While the dist branch contains all data, a server-side component is used to serve and filter them.

3.1 diacritics.json

The structure will use the language folder name (ISO 639-1) as the key. This key will contain data for the root language and any variants. This structure is used to simplify access to the data through the API; see the API spec for more details.

Within each language entry:

  • The root language code will be added as an entry that uses the same language code (e.g. "de": { "de": {...} }). The value will contain the internal file data (e.g. from de/de.js) as the value.
  • Any variants of the language that differ from the root language will also be included. The value will contain the internal file data of the named variant file.

In this example, German and French languages are included:

{
    "de": {
        "de": {
            "metadata": {...},
            "data": {...}
        },
        "at": {
            "metadata": {...},
            "data": {...}
        }
    },
    "fr": {
         "fr": {
            "metadata": {...},
            "data": {...}
          }
    }
}

NOTE: German does not have a language variant that differs from the root, so the at entry would not exist in the final data. It is shown here only as an example!

3.1.1 Visual Equivalents

Beside of generating all the data into one file the build automatically adds visual equivalents to diacritics.json. Behind each diacritic, ligature or symbol may be several identical looking characters that have a different Unicode code point. To make sure the mapping process will catch all of them, these equivalents need to be mapped too.

These equivalents are added to the language file under data.{character}.equivalents ({character} is a placeholder for a character).

Example (only showing one lower case diacritic):

{
    "de": {
        "de": {
            "metadata": {...},
            "data": {
                "ü": {
                    "case": "lower",
                    "mapping": {
                      "base": "u",
                      "decompose": {
                        "value": "ue"
                      }
                    },
                    "equivalents": [
                        {
                            "raw": "ü"
                            "unicode": "\\u00fc",
                            "htmlDecimal": "ü",
                            "htmlHex": "ü",
                            "encodedUri": "%C3%BC",
                            "htmlEntity": "ü"
                        },
                        {
                            "raw": "ü",
                            "unicode": "u\\u0308",
                            "htmlDecimal": "ü",
                            "htmlHex": "ü",
                            "encodedUri": "u%CC%88"
                        }
                    ]
                }
            }
        }
    }
}
equivalents

Required
Type: Array

Contains an array containing equivalents objects consisting of the original character and any additional characters created through normalization.

equivalents[index].raw

Required
Type: String

Contains a rendered equivalent character (e.g. ü).

equivalents[index].unicode

Required
Type: String

Contains an escaped unicode (hex) value of the character (e.g. \u00f6).

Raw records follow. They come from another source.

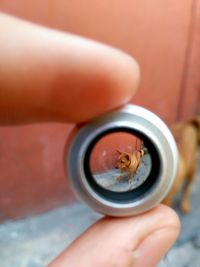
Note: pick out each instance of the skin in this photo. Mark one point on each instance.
(46, 75)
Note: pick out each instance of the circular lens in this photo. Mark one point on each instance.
(120, 162)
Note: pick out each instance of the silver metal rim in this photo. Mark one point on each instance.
(136, 118)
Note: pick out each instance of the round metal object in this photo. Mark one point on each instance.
(123, 162)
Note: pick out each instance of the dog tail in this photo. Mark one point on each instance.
(196, 123)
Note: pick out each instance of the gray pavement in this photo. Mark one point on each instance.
(33, 242)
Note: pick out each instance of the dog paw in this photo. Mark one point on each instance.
(185, 207)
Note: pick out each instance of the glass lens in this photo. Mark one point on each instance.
(120, 162)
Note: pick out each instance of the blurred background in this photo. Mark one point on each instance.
(163, 36)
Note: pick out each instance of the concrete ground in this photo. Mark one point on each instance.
(33, 242)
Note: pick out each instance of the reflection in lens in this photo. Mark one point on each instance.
(120, 162)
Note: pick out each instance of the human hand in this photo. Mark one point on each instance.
(47, 75)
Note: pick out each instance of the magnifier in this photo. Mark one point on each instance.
(122, 163)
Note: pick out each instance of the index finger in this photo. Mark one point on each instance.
(47, 75)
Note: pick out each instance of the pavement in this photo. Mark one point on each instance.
(34, 241)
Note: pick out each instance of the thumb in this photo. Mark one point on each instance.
(138, 241)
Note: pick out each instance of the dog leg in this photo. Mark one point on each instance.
(185, 201)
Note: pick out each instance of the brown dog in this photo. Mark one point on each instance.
(129, 162)
(187, 136)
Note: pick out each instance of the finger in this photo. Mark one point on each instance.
(47, 75)
(138, 241)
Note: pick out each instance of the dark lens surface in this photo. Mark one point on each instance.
(120, 162)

equivalents[index].htmlDecimal

Required
Type: String

Contains a HTML entity in decimal format (e.g. ö).

equivalents[index].htmlHex

Required
Type: String

Contains a HTML entity in hex format (e.g. ö).

equivalents[index].htmlEntity

Required
Type: String

Contains a named HTML entity if one exists (e.g. ö) - ref.

equivalents[index].encodedUri

Required
Type: String

Contains a URL encoded value (e.g. %C3%B6) - see percent encoding.

3.1.2 Other Automatically Generated Data

metadata.country

Required
Type: Array

An array of countries where the given language is officially spoken. This entry is automatically added by the build script, with language information obtained directly from Unicode's CLDR supplemental languageData and cross-referenced with supplemental territoryInfo databases.

The provided language tags are based on IETF BCP 47 with some minor differences; please see the CLDR spec for more details. For a quick reference, use this IETF-language-tags searchable table ("territory" column).